Une approche stratégique des technologies

Les auteurs du rapport ont identifié les caractéristiques des pays les plus compétitifs dans l’attractivité des talents, parmi lesquels la Suisse, Singapour, le Royaume-Uni, les Etats-Unis et la Suède.

  • Les technologies et l’hyper-connexion y transforment la nature du travail, en lien avec des facteurs socio-économiques et démographiques.
  • Le mariage des compétences techniques et sociales, notamment la capacité à collaborer, y sont un fort levier d’innovation.
  • L’automatisation n’y est pas uniquement envisagée sous l’angle technologique, mais aussi comme facteur de transformation de la société, des entreprises, des carrières, de l’éducation et de l’emploi.

 

Créer un environnement de travail favorable

Forts de ces observations, les auteurs ont émis un certain nombre de recommandations. Les entreprises doivent créer un environnement favorable aux employés de demain qui seront compétents dans les technologies, flexibles et adopteront une posture collaborative. Le numérique définit également de nouveaux rapports hiérarchiques : le modèle horizontal devient la norme.

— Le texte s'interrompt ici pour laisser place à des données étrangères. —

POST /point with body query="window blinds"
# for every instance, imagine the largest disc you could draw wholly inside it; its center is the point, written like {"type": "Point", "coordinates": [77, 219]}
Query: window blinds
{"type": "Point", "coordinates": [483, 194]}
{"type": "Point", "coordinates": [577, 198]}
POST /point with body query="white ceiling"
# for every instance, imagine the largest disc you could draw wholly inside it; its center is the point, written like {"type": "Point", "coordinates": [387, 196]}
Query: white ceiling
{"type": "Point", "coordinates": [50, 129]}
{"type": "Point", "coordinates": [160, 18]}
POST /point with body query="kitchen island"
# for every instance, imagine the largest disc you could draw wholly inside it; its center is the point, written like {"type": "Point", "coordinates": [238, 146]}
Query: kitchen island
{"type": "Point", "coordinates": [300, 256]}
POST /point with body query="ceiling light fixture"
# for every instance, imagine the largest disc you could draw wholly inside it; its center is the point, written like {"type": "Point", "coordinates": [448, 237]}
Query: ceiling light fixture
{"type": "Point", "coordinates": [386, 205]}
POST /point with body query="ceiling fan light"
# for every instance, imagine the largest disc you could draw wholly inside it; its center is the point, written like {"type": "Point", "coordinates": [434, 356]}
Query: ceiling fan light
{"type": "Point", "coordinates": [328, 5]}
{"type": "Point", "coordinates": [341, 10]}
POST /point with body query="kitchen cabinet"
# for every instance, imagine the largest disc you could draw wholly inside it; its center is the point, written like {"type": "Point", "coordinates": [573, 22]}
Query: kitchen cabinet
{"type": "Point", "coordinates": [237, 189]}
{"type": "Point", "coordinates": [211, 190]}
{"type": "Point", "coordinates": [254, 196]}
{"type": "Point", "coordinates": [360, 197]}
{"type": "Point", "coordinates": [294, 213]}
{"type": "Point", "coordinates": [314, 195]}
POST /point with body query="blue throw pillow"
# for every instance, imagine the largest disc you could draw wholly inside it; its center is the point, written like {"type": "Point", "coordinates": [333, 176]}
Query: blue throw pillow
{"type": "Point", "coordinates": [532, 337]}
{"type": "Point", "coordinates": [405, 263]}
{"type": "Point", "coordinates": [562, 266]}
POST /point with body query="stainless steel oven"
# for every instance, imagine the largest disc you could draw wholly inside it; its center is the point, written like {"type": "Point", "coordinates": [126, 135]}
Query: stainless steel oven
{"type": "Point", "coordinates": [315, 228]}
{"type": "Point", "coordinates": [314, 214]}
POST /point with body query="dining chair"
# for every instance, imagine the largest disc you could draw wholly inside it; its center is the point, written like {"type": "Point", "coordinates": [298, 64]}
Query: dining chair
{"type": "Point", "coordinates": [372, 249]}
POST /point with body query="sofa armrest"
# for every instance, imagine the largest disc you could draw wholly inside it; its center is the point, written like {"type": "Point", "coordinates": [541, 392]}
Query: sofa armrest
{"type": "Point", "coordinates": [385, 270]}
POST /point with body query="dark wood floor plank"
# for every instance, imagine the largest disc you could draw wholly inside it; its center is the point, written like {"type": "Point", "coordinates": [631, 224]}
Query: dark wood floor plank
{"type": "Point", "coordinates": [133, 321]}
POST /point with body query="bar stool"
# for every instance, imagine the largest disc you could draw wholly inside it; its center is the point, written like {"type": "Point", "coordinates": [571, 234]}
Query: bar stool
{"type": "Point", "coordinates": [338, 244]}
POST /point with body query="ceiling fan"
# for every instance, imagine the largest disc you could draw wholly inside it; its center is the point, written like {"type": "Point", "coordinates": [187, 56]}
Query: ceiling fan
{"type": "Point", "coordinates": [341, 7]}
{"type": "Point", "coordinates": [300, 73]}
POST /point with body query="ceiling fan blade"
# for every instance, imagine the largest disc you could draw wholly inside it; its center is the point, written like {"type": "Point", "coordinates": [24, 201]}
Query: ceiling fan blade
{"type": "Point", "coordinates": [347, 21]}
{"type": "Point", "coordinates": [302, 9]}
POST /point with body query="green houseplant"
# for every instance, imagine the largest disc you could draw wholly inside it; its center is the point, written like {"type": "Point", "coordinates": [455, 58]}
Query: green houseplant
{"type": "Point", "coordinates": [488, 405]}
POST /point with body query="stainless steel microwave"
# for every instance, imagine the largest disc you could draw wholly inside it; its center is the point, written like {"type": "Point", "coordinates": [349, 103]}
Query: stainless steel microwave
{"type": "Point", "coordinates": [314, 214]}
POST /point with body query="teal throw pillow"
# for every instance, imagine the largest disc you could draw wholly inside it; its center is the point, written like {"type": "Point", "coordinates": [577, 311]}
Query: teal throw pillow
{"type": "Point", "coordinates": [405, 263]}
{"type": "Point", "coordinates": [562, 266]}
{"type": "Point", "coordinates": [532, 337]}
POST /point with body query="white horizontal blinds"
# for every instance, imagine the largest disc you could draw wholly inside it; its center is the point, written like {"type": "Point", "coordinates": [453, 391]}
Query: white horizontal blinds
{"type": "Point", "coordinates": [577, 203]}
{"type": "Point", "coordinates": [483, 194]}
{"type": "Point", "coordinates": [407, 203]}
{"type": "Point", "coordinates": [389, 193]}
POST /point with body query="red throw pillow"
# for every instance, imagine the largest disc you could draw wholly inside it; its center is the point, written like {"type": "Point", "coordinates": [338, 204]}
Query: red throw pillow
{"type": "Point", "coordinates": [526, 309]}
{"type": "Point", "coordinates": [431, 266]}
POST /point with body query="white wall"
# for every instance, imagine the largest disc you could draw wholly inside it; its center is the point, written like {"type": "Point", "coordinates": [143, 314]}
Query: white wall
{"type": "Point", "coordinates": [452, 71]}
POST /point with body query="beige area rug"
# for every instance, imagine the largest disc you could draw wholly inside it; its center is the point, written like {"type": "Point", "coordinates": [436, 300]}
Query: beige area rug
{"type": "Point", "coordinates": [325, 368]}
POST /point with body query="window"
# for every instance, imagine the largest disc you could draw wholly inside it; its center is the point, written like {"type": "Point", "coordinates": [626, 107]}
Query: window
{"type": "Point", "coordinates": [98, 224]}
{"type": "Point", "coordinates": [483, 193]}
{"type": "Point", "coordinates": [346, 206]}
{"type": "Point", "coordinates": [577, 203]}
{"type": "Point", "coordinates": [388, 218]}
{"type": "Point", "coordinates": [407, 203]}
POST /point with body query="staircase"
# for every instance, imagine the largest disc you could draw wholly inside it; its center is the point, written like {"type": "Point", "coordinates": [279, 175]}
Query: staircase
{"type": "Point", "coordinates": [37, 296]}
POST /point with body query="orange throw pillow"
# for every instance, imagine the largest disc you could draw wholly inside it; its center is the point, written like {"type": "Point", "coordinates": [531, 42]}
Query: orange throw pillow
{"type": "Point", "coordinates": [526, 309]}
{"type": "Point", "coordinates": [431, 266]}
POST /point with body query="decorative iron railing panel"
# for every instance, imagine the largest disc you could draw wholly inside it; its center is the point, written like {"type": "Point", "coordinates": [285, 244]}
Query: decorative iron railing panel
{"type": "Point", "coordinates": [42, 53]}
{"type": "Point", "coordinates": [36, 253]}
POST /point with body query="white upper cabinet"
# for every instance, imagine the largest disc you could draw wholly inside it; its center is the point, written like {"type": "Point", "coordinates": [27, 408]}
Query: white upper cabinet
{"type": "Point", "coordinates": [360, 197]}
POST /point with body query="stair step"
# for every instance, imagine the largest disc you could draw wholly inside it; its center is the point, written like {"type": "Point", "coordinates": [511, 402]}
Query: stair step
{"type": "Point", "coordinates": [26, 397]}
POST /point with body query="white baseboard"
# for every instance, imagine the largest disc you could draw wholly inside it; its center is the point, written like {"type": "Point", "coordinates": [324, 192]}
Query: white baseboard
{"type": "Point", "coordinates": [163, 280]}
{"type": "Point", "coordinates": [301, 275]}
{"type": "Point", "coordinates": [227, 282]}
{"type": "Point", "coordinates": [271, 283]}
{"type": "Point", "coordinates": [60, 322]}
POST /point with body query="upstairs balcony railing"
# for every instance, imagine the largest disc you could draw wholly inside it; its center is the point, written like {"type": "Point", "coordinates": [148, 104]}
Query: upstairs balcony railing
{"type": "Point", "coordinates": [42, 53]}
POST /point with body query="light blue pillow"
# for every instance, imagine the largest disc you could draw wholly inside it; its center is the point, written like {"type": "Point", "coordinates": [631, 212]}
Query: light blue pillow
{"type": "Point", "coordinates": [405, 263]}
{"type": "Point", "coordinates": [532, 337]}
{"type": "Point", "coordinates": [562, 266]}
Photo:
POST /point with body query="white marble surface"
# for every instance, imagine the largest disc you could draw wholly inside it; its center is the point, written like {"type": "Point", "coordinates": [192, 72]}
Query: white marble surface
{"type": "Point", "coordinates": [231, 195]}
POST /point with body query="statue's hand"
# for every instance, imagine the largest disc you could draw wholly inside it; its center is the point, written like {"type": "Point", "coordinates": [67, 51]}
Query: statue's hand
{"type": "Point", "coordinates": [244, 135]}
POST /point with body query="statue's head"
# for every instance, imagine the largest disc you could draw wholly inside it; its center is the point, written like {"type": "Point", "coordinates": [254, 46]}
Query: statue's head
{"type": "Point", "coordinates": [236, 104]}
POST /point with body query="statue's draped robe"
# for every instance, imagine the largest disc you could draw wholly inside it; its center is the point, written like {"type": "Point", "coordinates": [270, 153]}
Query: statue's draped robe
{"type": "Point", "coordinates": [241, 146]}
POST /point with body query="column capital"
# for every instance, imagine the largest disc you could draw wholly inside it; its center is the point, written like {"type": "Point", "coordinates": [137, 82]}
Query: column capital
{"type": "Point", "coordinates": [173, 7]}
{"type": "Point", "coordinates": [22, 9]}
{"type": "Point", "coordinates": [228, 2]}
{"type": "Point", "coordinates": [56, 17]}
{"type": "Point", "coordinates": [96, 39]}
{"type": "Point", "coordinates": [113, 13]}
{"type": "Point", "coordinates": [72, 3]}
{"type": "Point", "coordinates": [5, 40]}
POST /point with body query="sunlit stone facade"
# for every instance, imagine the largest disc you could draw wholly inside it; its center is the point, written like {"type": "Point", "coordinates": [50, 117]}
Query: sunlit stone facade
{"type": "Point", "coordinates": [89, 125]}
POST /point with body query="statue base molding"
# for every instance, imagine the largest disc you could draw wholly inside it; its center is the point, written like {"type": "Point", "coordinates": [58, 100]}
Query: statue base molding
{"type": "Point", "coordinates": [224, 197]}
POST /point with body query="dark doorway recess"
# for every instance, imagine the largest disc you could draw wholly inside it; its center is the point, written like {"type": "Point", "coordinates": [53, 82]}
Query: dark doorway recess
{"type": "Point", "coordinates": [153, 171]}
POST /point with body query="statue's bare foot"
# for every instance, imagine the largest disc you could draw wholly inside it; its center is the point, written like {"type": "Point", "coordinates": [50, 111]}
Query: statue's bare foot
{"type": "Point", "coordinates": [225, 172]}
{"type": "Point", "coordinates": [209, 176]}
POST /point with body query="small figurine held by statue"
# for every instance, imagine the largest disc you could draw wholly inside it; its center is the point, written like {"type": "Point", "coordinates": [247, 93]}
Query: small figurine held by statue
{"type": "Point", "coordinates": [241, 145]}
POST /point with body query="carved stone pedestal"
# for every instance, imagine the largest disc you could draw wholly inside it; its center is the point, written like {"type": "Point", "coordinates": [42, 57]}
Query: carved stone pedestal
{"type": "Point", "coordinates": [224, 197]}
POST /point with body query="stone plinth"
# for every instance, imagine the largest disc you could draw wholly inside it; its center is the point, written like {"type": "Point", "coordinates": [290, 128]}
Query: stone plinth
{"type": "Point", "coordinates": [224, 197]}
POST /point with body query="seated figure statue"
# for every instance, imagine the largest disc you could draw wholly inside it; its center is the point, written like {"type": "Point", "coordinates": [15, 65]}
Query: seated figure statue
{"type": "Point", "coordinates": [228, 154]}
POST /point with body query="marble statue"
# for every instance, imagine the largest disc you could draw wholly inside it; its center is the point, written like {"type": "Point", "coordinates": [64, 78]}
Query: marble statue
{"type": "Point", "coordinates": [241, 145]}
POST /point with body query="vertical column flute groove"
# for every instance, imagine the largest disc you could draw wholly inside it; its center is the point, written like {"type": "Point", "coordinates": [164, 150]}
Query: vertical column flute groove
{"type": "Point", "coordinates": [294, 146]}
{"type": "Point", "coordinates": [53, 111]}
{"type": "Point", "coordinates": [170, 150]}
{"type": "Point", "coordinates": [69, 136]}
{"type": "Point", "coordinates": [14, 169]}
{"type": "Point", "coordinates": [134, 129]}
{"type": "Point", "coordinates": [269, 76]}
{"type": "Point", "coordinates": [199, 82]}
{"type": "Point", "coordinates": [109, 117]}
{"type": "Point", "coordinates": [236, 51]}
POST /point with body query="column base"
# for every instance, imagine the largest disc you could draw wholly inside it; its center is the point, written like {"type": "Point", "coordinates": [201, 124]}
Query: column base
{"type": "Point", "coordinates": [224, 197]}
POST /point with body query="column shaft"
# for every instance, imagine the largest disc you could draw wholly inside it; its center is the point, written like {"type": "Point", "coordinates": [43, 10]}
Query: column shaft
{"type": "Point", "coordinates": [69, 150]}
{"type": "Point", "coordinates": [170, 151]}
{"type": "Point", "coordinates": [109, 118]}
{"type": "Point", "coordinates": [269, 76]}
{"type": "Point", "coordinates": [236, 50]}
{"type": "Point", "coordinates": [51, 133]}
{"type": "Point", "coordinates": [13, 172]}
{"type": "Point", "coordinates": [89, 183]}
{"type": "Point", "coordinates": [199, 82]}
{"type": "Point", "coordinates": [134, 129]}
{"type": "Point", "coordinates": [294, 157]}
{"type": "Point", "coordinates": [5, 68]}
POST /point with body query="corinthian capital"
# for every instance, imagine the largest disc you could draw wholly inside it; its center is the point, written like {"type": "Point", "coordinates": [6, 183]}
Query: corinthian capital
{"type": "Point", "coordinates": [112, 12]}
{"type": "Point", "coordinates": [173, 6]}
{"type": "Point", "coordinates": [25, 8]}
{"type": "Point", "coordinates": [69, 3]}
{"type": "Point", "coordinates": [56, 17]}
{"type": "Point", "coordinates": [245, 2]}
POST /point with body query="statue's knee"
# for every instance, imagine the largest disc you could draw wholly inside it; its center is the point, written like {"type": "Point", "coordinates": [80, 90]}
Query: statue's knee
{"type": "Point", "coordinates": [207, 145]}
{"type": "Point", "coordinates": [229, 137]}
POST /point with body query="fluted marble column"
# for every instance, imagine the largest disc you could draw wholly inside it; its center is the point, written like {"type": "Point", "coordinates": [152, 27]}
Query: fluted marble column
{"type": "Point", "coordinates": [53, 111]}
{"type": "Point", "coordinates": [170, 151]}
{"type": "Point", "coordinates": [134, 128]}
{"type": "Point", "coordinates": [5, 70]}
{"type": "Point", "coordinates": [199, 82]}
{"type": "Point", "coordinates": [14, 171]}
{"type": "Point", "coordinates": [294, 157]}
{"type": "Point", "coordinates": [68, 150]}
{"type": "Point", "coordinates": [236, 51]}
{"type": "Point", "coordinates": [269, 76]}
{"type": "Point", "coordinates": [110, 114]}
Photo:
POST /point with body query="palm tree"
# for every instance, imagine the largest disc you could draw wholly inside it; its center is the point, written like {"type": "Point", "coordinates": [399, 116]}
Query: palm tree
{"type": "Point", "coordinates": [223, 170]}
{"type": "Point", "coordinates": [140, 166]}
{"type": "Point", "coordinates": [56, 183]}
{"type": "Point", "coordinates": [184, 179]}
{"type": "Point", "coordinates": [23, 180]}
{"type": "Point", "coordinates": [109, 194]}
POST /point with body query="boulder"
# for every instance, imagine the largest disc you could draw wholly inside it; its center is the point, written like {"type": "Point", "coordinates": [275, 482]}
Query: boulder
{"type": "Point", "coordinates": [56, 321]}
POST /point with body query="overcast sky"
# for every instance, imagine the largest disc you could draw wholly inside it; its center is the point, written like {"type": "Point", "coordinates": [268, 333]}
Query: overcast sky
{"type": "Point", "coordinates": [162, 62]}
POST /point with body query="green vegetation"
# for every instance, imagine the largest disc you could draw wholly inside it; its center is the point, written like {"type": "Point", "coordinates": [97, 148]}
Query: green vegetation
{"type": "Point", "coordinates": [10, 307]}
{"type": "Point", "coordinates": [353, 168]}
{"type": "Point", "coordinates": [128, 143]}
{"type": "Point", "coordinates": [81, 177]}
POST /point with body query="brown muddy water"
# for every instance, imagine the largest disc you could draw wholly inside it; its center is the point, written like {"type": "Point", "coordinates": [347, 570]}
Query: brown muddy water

Su-Yen Wong, CEO de Human Capital Leadership Institute, explique que la technologie a un impact profond sur la nature et la structure du travail. Dans cette ère digitale où le travail évolue constamment, la priorité n’est pas de recruter les personnes qui possèdent les meilleurs diplômes, mais celles qui ont la capacité à apprendre et à réapprendre dans leur travail.

Le Doyen de l’INSEAD, Ilian Mihov, conclut en rappelant que s’adapter au numérique sera le grand défi du 21e siècle.